Frost’s phone rang. As he turned to answer it, Jane paged through the Lizzie DiPalma documents, wondering if any progress on the case was possible after so much time had passed. The grounds of the Apple Tree Daycare had been thoroughly searched for the girl’s remains. While microscopic traces of her blood were found on the bus, it was explained by an injury a month earlier, when Lizzie had cut her lip. The most powerful evidence against Martin Stanek was Lizzie’s beaded hat, found on the school bus. The hat she’d been wearing when she vanished.
The killer had to be Martin Stanek.
And now he’s dead. End of story . With a sigh of finality, Jane closed the folder.
“You’re not gonna like this,” said Frost, hanging up the phone.
She turned to him. “What now?”
“You know that glass of wine that Bonnie Sandridge sent to Holly in the pub? The lab says there’s no trace of ketamine.” He shook his head. “We have to release her.”

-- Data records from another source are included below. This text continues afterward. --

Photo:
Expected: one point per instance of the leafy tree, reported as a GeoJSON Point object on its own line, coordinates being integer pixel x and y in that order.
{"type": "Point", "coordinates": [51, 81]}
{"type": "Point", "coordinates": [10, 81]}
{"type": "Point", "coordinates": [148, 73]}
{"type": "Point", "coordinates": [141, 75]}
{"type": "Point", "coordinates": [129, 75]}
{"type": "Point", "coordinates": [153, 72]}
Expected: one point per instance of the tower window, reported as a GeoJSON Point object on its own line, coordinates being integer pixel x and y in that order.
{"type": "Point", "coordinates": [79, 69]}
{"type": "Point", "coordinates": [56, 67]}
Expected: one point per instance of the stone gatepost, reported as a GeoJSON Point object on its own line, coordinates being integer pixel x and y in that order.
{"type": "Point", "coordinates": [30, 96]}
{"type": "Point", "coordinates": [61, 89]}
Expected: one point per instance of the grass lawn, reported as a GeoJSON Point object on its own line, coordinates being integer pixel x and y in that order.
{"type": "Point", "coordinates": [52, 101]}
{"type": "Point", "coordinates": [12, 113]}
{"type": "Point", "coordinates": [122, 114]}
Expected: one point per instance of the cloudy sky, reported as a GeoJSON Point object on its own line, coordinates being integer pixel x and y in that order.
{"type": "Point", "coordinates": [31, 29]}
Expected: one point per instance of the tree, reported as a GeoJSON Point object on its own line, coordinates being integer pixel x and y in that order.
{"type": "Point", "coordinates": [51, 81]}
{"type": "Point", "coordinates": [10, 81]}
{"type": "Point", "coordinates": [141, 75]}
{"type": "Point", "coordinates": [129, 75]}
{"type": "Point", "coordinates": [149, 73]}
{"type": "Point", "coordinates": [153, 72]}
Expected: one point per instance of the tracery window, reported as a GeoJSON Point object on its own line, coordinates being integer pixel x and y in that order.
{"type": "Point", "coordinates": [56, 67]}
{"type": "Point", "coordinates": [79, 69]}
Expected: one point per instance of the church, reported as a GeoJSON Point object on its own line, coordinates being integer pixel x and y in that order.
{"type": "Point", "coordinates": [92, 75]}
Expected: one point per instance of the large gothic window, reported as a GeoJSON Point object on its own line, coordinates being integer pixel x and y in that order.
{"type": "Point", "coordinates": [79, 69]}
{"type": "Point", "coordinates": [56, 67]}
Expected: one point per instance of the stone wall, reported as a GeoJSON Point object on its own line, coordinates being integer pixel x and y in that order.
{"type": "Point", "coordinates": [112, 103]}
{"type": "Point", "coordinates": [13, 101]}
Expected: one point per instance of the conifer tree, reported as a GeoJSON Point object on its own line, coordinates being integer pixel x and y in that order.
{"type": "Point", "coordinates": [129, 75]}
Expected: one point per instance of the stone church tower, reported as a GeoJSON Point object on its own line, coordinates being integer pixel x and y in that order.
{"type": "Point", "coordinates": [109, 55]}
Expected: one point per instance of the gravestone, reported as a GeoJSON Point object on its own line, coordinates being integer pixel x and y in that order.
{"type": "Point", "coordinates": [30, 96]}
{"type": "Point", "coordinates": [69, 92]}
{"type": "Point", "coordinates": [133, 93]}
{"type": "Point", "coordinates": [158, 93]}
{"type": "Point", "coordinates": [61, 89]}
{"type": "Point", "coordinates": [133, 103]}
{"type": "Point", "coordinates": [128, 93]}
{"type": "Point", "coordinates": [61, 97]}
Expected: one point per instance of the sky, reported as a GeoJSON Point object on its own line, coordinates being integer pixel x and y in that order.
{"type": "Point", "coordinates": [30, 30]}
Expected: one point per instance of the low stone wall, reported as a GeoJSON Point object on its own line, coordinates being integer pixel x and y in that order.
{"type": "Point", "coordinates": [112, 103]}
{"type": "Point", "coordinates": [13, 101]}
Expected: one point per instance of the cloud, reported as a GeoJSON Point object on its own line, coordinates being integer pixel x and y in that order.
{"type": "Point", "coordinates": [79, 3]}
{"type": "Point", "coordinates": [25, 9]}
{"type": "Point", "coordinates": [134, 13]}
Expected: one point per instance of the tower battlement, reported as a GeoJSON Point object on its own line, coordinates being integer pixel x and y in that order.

Only two days ago, Bonnie Sandridge had been handcuffed and booked as an accessory to murder. Now she swaggered into the Boston PD interview room as if she were the one in charge. Although her red hair was streaked with silver and decades of sun exposure had freckled her skin and etched wrinkles around her eyes, she carried herself with the athletic confidence of a woman who had always been handsome and knew it. She sat down at the interview table and regarded Jane and Frost with a look of scorn.
“Let me guess,” she said. “That glass of wine turned out to be nothing but a glass of wine.”
“We need to have a little chat,” said Jane.
“After the way I was treated? Why should I cooperate?”
“Because we all want to know the truth. Help us figure it out, Bonnie.”
“I think I’d rather expose your incompetence.”
“Ms. Sandridge,” Frost said quietly. “At the time of your arrest, we had every reason to think you were a threat to Holly Devine. The killer had already established a pattern, and when you sent Holly that glass of wine, it fit the pattern.”
“What pattern?”
“On the night Cassandra Coyle was murdered, a waitress at a nearby cocktail lounge thought she saw Cassandra having drinks with a woman.”
“And you thought I was that woman? Oh, dear, but you can’t prove it, because that waitress couldn’t ID me. Am I right?”
Jane said, “Still, you can understand why we arrested you. The night we saw you with Holly, we had to move in fast. We believed she was in imminent danger.”